Há, basicamente, duas maneiras de reagir aos fatos: refletindo com prudência e só então tomando alguma atitude ou deixando-se guiar pelo primeiro impulso, ignorando a razão. É um dos eixos centrais da linhagem dos pensadores estoicos. Em um dizer mais sucinto: a escolha é sempre nossa.
O cômputo de tudo o que vivemos depende da forma como o interpretamos. Isso tem se tornado fundamental para mim. Eu poderia usar aqui a palavra contenção. Parar e analisar o que vai construindo o dia a dia. Mas, reconheço, haja disciplina! A teoria, na prática, é bem diversa. Portanto, tenho extremo cuidado em me entregar a determinados comportamentos. Só o faço após me certificar que se sustentam além do meu discurso verbal.
Não pretendo ser um político da filosofia, um sofista. De bom grado, convido amigos e conhecidos a vasculhar minhas condutas para ver se há coerência entre elas. Caso contrário, posso estar cedendo à mera vaidade intelectual, bastante perigosa, sobretudo em um universo polarizado onde a expressão “pós-verdade” passou a ser levada a sério por tantos.
Se você optar por uma existência meditada, refletida, perceberá: depois de certo tempo, a sua consciência ditará qual o caminho ideal a seguir. Para Platão, o mal é fruto da ignorância. O ser humano age a partir das suas convicções e a maioria delas são consequência das experiências pessoais. A vida saudável resulta do persistente estudo da realidade interna. As relações tendem a se tornar mais saudáveis se também vemos o outro como um ser complexo, forçando-nos a exercitar a tolerância para atingir o aprimoramento.
Vou ilustrar com um exemplo. Uma colega, ao notar algo que a desagrada, mesmo de ordem insignificante, transforma isso em um drama shakespeariano. Um objeto deslocado (segundo seus critérios) é suficiente para ela ter um surto. Chega a ser engraçado. Contudo, logo se torna disparatado. Inúmeras vezes eu lhe disse ser uma forte candidata a ter um ataque cardíaco. Sua resposta: “Eu sou assim!”

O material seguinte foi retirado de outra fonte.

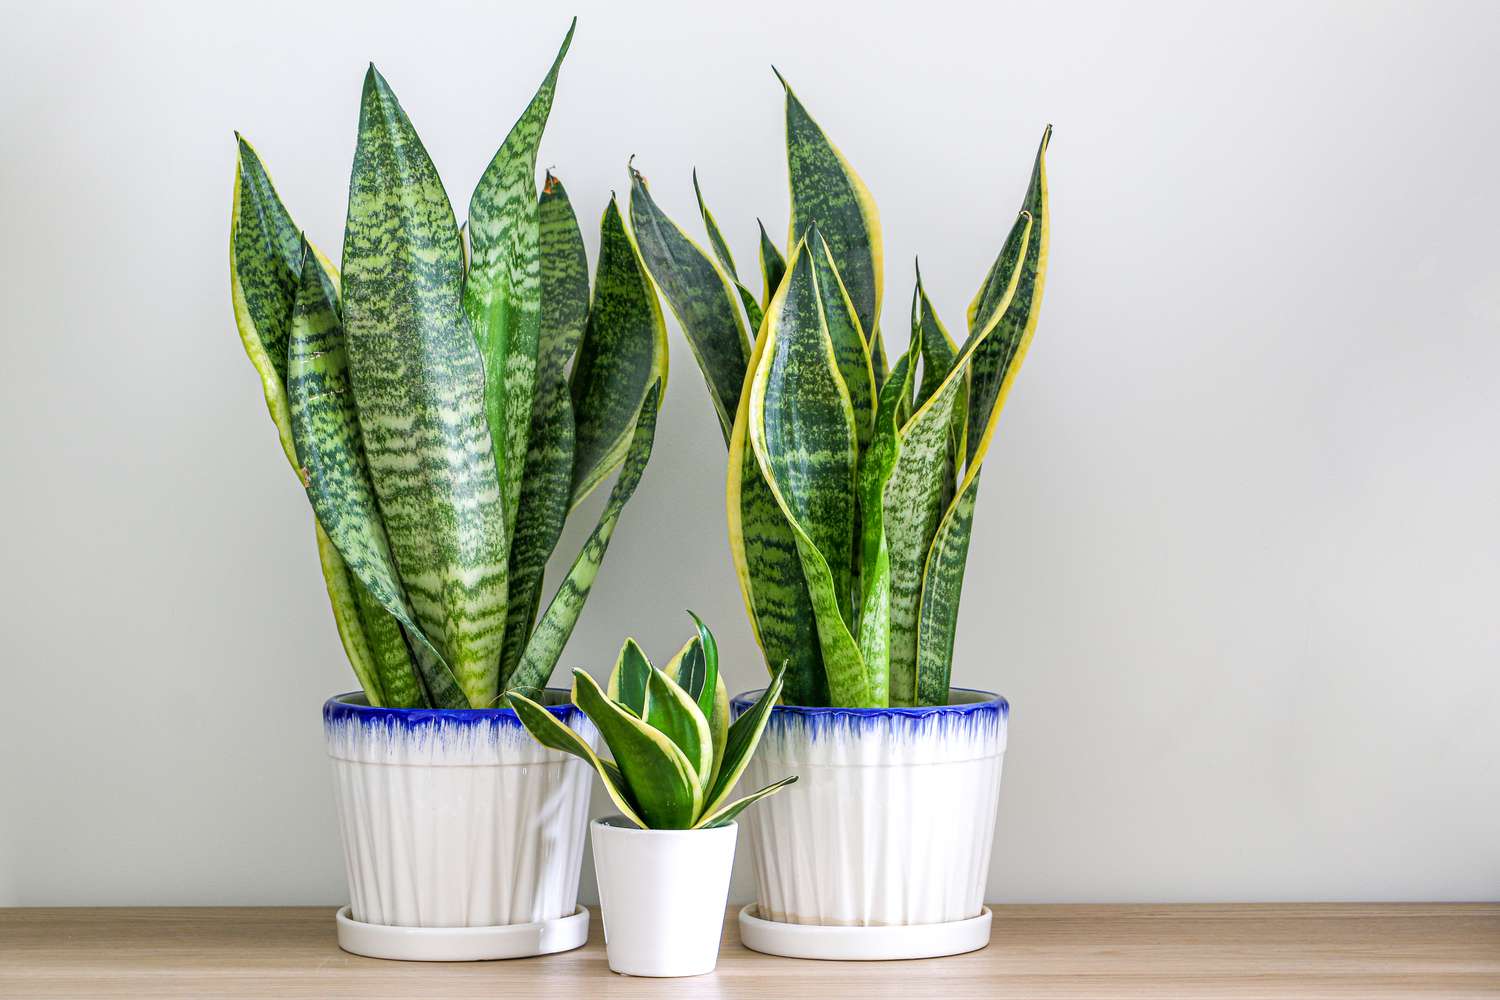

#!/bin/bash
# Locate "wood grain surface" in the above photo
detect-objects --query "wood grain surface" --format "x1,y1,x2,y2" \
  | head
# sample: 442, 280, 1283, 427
2, 904, 1496, 998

Infelizmente, só mudamos quando há comprometimento. Isso exige um esforço de grande envergadura e é comum desistir já no começo.
Cumpramos com nossas lições. No trabalho, em casa. Polir, aprimorar, crescer. O investimento é de longo prazo. É tão bonito acompanhar alguém disposto a colocar uma lupa sobre si. Consegue-se garimpar qualidades, reforçando-as; e os defeitos serão eliminados. Podemos fazer isso em qualquer hora e lugar. Basta acessar o modo boa vontade.
Reagir corretamente é o ponto central quando falamos em alcançar a serenidade. O controle sobre os fatos é limitado; porém, está em nós habitar o céu ou o inferno interior. A ideia de estar com a mente perturbada não me atrai. Faço exercícios espirituais em busca de refinamento. Preciso ser meu mestre para confrontar um mundo que expulsa o lento ofício de compor a alma.
Melhor ser tartaruga em um universo de lebres cansadas.